• What We’ve Lost With Male Friendships

    In 1563, a man named Etienne de la Boétie died, leaving his closest friend, the great French philosopher Michel de Montaigne to mourn him for the rest of his life. In a famous essay, Montaigne wrote, “If someone were to ask me why I loved him, I feel that it could not be expressed, except by answering ‘Because it was him; because it was me.’”

    As a professor of Renaissance literature, I teach this essay regularly, and every time, a student inevitably asks whether Montaigne and La Boétie were lovers. It’s a fair question, but also a telling one; one that says more about our times than Montaigne’s. Then, women were oppressed and disenfranchised in ways that are fortunately unimaginable in today’s North America. Montaigne himself wrote that women’s souls were too weak to sustain the bonds of true friendship; the Renaissance saw them as lesser beings, without rights or agency. In those distant times, however, men were in some ways more free than today. Montaigne could detail his love for La Boétie with the most lyrical prose, and no one batted an eye. Certainly, no one asked whether something else might be going on between them.

    My students are used to women openly expressing their affection for each other verbally and physically. Movies and TV shows with central female characters routinely showcase the broad range of emotional expression that’s available to women, and has nothing to do with eroticism. This is much less true of male characters, who don’t hug or touch as often, let alone cuddle up or share beds. Why does it take so much more for us to assume sexual desire between two women than between two men?

    As a society, we have come to see men as hypersexual: constantly sexually available and desiring. These assumptions fuel homophobic stereotypes of promiscuous gay men as well as macho portrayals of men boasting of interchangeable female “conquests.” As the odes being sung to the late Hugh Hefner make clear, ideals of modern American masculinity exist in a constant state of demi-arousal, just waiting for a (hopefully) willing partner.

    But there are dark sides to these portrayals of rapacious male sexuality, for both women and men. The darkest is what the ongoing Hollywood sexual assault scandal has brought to light: numerous emerging accounts of sexual assault and harassment point to the ways that hypersexual masculinity encourages predatory behavior against women.

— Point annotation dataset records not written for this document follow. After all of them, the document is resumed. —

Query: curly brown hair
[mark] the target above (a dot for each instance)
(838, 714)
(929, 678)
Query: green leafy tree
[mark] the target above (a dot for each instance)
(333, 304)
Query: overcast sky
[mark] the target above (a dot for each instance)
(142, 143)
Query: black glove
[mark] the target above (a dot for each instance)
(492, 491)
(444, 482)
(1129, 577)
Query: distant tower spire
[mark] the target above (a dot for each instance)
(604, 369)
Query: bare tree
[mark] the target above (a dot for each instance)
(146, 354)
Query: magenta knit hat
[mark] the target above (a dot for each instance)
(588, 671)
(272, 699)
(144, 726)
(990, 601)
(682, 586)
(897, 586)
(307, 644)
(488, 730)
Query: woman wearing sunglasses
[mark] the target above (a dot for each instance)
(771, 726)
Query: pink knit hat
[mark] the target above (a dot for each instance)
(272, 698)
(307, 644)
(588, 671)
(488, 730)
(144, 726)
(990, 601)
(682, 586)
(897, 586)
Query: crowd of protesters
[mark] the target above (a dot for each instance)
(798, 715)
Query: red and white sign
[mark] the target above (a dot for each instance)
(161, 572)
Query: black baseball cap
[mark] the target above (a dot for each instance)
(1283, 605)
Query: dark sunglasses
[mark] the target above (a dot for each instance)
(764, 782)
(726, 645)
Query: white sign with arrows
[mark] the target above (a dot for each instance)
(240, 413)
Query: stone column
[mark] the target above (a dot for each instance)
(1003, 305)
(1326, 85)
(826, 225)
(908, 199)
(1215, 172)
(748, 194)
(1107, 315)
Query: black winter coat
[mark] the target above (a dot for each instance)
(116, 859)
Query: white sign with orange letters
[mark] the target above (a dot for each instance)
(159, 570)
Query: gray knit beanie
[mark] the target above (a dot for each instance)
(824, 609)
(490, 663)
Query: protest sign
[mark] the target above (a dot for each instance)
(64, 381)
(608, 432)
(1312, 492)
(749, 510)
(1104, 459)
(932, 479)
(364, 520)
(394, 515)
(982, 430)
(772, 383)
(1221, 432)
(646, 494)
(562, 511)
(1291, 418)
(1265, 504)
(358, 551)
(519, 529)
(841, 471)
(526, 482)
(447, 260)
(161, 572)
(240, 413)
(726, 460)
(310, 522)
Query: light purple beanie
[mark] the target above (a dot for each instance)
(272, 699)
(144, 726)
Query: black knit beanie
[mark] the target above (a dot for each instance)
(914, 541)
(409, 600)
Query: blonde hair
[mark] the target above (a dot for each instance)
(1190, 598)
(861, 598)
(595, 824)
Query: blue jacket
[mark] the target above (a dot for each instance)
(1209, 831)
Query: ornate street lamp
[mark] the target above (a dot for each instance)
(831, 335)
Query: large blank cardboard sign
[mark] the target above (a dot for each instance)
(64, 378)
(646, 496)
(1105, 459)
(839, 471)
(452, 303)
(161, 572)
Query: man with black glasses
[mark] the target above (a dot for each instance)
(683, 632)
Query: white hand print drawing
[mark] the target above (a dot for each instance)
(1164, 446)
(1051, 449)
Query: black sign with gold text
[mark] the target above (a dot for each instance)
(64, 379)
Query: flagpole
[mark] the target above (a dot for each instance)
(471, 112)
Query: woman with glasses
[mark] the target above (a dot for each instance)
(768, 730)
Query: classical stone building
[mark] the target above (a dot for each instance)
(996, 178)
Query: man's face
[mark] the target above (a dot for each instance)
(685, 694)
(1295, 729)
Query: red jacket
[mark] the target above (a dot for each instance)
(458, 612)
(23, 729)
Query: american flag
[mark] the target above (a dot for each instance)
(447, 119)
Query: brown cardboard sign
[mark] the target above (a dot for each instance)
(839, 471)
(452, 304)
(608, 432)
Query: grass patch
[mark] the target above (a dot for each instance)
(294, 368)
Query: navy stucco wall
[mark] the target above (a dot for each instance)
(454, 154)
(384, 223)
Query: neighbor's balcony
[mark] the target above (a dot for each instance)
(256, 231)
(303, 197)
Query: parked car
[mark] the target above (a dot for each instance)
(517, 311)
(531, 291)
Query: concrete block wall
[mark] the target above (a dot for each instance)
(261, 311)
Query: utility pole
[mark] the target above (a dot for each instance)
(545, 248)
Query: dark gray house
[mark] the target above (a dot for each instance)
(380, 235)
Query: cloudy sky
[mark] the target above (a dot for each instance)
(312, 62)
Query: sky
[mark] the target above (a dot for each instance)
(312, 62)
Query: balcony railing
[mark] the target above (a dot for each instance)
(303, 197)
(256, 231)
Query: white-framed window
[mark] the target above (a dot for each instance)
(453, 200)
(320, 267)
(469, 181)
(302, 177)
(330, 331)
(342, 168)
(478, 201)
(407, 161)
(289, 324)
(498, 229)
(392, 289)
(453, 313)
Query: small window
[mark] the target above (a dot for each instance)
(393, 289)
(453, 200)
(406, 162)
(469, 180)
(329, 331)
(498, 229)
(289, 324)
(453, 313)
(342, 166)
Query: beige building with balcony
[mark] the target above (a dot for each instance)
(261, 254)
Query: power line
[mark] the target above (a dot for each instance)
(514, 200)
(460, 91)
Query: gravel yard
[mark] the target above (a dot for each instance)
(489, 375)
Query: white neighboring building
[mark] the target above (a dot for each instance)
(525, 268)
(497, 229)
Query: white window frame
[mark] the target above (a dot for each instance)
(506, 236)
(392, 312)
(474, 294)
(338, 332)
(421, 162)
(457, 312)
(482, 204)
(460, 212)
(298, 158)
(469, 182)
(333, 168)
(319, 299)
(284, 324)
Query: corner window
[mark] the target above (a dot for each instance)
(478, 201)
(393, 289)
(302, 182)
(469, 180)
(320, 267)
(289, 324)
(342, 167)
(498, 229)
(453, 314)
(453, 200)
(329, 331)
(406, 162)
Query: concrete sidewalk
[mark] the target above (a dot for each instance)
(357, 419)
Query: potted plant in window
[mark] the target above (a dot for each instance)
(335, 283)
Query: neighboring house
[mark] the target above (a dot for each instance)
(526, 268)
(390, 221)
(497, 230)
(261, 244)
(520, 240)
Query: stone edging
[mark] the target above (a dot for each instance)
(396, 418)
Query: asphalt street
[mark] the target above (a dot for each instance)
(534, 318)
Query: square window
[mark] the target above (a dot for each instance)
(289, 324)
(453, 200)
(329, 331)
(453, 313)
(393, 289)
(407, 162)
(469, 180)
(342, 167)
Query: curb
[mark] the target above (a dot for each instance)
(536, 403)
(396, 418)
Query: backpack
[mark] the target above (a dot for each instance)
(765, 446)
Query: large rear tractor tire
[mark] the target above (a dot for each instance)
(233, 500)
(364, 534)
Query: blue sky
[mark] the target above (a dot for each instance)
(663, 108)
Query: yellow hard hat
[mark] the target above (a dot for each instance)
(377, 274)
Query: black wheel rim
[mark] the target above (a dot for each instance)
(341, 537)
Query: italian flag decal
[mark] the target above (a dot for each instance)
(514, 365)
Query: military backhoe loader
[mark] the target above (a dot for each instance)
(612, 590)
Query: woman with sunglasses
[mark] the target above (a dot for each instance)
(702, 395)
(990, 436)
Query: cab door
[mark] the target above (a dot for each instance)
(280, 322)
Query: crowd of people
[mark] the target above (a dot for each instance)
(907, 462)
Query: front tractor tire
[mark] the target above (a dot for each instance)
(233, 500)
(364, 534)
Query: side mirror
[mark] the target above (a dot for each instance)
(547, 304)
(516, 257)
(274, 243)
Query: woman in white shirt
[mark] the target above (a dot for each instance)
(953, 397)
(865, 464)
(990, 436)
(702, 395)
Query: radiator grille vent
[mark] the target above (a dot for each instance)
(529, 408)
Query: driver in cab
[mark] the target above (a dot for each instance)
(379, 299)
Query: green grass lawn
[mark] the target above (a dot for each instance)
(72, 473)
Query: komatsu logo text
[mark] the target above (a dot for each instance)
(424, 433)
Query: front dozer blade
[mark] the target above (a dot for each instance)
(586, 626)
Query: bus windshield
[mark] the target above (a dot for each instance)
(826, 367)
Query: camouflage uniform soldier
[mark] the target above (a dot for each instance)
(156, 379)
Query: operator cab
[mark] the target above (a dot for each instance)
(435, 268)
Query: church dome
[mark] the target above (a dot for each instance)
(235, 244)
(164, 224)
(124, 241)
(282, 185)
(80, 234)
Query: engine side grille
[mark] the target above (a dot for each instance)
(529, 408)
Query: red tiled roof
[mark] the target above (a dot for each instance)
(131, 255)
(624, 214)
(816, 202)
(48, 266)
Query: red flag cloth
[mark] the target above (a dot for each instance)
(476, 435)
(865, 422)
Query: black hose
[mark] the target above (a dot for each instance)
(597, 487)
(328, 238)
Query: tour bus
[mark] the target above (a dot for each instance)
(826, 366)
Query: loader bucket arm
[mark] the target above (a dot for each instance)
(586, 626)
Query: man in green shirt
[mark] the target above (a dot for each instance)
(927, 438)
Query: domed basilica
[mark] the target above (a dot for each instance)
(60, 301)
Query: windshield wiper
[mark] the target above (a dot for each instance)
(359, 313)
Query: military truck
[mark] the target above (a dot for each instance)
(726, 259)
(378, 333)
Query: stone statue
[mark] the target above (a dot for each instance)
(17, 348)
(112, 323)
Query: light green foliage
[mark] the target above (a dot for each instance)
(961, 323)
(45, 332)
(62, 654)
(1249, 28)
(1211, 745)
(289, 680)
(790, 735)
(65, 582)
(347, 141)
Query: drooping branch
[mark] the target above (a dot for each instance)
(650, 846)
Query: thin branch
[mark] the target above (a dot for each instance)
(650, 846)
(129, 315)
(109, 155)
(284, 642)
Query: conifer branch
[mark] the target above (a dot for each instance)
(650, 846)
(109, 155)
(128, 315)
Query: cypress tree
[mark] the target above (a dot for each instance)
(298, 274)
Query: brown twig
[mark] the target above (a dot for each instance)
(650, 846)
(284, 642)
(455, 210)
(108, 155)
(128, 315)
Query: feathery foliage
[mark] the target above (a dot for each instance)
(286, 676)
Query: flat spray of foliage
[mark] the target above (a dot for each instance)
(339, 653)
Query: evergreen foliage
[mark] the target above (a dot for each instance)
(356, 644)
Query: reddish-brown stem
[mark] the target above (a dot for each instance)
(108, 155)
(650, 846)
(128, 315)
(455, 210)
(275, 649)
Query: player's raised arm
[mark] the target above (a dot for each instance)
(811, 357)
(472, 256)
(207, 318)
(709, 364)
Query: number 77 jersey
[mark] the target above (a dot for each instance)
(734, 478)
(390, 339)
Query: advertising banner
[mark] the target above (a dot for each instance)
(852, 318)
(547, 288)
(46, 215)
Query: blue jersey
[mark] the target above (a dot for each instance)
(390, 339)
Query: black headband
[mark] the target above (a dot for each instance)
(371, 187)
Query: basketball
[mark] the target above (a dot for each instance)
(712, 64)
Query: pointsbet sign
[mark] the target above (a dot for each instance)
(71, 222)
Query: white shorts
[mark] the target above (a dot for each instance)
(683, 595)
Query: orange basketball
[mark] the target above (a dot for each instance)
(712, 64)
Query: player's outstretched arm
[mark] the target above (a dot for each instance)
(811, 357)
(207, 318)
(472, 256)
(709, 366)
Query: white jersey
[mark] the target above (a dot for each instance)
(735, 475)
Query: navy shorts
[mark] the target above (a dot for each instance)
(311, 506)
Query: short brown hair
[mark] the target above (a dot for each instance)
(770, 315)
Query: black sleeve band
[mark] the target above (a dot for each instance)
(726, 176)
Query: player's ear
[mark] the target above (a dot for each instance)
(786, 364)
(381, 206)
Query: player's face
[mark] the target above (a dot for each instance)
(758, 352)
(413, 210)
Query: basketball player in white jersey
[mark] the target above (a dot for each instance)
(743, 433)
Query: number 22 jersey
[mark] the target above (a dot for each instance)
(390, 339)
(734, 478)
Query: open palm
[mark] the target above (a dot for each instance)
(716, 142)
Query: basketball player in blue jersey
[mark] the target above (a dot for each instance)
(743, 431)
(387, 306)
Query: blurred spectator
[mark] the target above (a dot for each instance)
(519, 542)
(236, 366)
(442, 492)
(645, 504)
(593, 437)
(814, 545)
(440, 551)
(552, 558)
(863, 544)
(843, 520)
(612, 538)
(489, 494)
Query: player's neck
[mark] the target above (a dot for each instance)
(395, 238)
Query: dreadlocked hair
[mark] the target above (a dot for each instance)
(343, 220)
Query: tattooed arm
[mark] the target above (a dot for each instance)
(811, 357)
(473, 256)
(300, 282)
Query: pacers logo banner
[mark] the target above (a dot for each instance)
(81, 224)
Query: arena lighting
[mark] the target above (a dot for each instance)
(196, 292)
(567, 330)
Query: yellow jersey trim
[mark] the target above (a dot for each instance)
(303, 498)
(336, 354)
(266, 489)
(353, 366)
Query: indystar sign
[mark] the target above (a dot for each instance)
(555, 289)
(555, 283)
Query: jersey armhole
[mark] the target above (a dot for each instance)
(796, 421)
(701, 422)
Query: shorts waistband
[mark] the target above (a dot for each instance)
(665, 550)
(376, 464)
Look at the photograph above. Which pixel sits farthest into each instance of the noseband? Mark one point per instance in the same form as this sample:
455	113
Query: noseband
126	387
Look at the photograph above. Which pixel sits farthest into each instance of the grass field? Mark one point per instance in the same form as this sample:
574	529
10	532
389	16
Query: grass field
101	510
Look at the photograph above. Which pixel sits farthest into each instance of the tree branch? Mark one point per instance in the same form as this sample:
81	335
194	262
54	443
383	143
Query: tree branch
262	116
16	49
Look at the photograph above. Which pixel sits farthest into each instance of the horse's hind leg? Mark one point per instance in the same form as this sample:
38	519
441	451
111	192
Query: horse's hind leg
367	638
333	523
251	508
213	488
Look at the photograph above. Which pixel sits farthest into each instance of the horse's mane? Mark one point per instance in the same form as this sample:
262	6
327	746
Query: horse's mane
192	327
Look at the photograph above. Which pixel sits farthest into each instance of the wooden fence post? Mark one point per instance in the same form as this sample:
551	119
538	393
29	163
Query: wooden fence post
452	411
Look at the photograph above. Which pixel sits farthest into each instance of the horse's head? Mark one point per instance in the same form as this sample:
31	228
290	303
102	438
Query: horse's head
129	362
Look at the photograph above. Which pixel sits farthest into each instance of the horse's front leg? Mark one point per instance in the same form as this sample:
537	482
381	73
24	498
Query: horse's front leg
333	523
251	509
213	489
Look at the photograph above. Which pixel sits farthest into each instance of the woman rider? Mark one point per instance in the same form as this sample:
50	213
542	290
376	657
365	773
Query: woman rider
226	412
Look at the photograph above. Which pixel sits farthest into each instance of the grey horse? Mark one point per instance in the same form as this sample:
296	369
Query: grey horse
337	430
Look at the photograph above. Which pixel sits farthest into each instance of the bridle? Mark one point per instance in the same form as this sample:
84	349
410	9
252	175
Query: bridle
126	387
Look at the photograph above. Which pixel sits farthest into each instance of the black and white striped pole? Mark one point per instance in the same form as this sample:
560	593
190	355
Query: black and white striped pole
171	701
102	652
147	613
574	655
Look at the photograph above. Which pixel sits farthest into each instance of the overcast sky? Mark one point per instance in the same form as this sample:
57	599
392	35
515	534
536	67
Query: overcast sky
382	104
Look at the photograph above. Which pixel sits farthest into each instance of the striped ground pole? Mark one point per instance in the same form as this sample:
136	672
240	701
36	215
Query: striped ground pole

But along with the brave women who are speaking out as part of the #MeToo movement, there are also brave men who are telling their stories of victimization and abuse. They shed light on another dark side of hypersexual masculinity: the underlying assumption of universal male consent. As RAINN states, the majority of sexual assaults (69%) go unreported, and only a very small fraction (5.7%) result in arrests, much less incarcerations (0.6%). Furthermore, men are even less likely to report being sexually assaulted than women are. If men are constantly turned on and ready for action, can they ever be assaulted? This horrifying assumption that men can’t really be raped because they’re always willing is what comes of norms of hypersexual masculinity.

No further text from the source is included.